The Concept of Fatherhood

For this blog post, I decided to explore the concept of fatherhood through an article written by Stephen Williams called “What is Fatherhood?.” This article mainly explores the concept of fatherhood through a sociological lens. When talking about families, I believe most of us tend to be more focused on the role that mothers play in their families, such as being nurturers for their children. As a result, we barely talk about the concept of fatherhood.  This article makes some interesting comments about this concept and how it has evolved throughout the years. I found this fact very important because knowing what fatherhood implied years ago will help us understand more current roles or how its viewed today.

The role of fathers started as being one that focused on being responsible for their children’s moral and educational needs. This is mainly tied to Christian values that fathers had to teach children. Then, fathers were mostly expected to be focused on the role of breadwinning. This was when roles were mainly separated by gender. It was called the gendered division of labor. Mothers were the nurturers, and fathers the providers. I believe this is the most commonly known division of roles even until today. Following this, the concept of the sex-role model appeared. This consisted of the belief that fathers were only necessary for reproduction. Now, the most recent idea is that of a good father. This is focused and evaluated based on fathers’ involvement with their children and continuing on keeping old roles or activities. I believe the breadwinning concept is the one that is more prevalently known since it was the model for fathers not long ago. In fact, it is still a model for some countries or cultures. In fact, I believe this is the role that my grandparents both had during their times and that they have passed on to my parents. Of course, these expectations can be dismissed by new generations.

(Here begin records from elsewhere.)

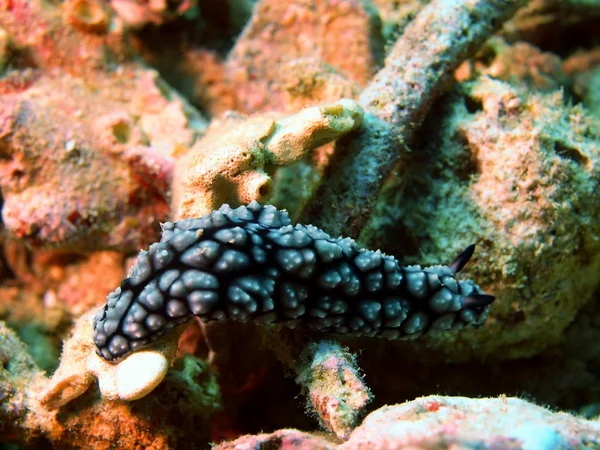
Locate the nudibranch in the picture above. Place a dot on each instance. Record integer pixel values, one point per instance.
(251, 263)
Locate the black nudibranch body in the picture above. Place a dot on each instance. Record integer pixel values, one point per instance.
(250, 263)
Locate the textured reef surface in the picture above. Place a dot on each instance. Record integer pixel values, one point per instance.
(236, 224)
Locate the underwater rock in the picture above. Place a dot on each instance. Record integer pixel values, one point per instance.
(281, 32)
(77, 36)
(445, 423)
(237, 157)
(101, 181)
(517, 171)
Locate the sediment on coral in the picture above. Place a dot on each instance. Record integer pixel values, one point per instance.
(457, 139)
(417, 70)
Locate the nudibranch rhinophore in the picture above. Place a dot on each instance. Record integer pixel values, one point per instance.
(251, 263)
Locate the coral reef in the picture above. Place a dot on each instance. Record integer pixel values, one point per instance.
(417, 127)
(438, 422)
(235, 161)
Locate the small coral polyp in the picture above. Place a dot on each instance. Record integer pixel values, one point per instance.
(251, 263)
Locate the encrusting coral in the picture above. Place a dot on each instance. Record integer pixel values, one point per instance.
(299, 277)
(29, 402)
(90, 140)
(236, 159)
(438, 422)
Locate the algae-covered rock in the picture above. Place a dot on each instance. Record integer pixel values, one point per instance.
(516, 172)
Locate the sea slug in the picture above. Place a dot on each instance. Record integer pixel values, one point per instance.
(250, 263)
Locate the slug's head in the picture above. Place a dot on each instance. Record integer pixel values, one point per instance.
(452, 303)
(476, 299)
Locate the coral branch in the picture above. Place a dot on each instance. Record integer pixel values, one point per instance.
(417, 70)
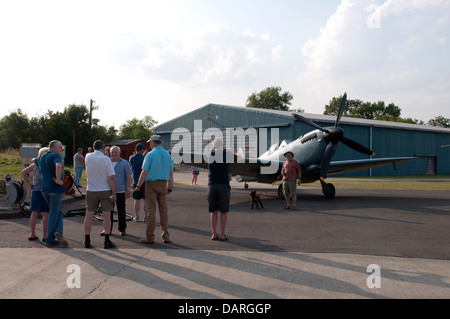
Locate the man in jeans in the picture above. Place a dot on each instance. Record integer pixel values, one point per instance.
(291, 171)
(101, 189)
(157, 172)
(78, 165)
(53, 191)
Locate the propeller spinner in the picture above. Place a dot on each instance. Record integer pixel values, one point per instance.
(332, 136)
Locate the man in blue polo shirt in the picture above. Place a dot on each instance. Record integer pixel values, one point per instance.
(122, 181)
(157, 173)
(53, 191)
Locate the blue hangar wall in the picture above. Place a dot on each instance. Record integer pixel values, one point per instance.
(386, 139)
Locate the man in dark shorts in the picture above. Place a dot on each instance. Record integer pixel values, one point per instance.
(219, 187)
(136, 161)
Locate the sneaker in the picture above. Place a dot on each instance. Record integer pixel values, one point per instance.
(87, 244)
(109, 244)
(61, 241)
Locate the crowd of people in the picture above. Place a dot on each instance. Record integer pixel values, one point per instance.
(147, 176)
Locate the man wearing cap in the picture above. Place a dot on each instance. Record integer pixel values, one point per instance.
(290, 171)
(136, 161)
(157, 173)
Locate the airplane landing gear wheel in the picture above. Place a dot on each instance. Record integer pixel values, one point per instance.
(331, 192)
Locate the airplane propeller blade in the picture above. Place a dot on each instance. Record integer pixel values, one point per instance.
(326, 159)
(356, 146)
(341, 109)
(308, 122)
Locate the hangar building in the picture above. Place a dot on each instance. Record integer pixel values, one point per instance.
(386, 139)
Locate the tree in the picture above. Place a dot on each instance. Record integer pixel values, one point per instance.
(270, 98)
(14, 130)
(137, 129)
(440, 121)
(368, 110)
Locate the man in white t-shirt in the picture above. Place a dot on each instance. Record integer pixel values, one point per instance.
(100, 189)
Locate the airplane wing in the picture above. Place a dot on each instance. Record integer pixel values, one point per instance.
(311, 172)
(339, 167)
(250, 169)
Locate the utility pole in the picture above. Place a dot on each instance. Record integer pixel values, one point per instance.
(90, 112)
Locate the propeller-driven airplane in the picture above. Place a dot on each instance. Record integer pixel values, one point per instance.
(314, 151)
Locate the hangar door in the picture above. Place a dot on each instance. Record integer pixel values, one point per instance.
(431, 165)
(236, 139)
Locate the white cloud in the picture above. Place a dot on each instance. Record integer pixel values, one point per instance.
(211, 55)
(400, 60)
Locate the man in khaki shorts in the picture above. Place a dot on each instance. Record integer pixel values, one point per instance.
(290, 171)
(100, 190)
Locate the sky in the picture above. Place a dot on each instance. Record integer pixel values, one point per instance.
(167, 58)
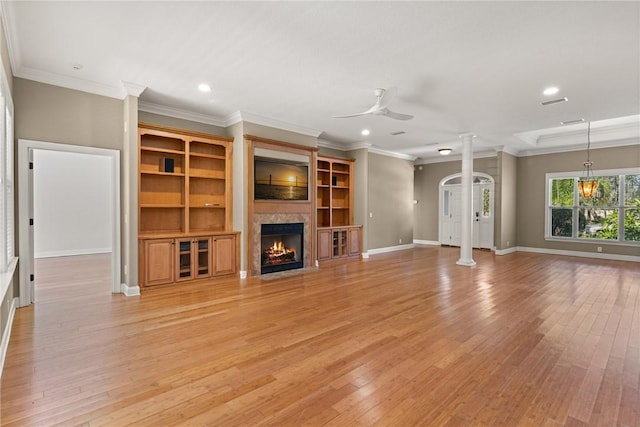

This article explored how the traditional roles of fathers are now less likely to occur especially taking into account the changes in the labor market. My father, for example, was not the primary provider of our family. Both of my parents worked and are still working. In fact, my mother earned more money than my father, which would technically make her the family’s main provider. I remember this time when my mother had a job as a teacher for night school, and that meant my brother, and I would barely see her all day. My father was the one who picked us up from school and cooked us dinner, for example. This can be tied to the fact that fathers are starting to be more involved in their families. Although the article mentions that some are not exactly voluntarily doing this, some are forced because of certain circumstances. I guess, in a way, my father was forced to be more involved with us when we were kids because of my mother’s job. However, even though my father tended to be by our side more than our mother when we were kids, he was still the one that managed most of our finances. This is something the article mentions. Fathers tend to still value a lot the breadwinning role. At some point, some examples were given by fathers. They mentioned how despite being more nurturing or more involved with their children, they still couldn’t let go of old roles because of a feeling of security.

One important claim by the author is how fatherhood is now created. Thinking of my father, I think he created his own role of being a provider as well as a nurturing figure. Something that I believe is very important that the article mentions is how most fathers consciously reject the role that their fathers had, especially bad parenting roles. Thankfully, my father didn’t reject my grandfather’s role since he was not a bad parent. The article refers to bad fathers as those who have left the house, meaning they were absent or sexist. I believed my father continued to embrace in a way the traditional role of a parent. I personally like that my father embraced a traditional role as well as embracing the role he was sort of forced to take. His involvement in our lives made our childhood even better.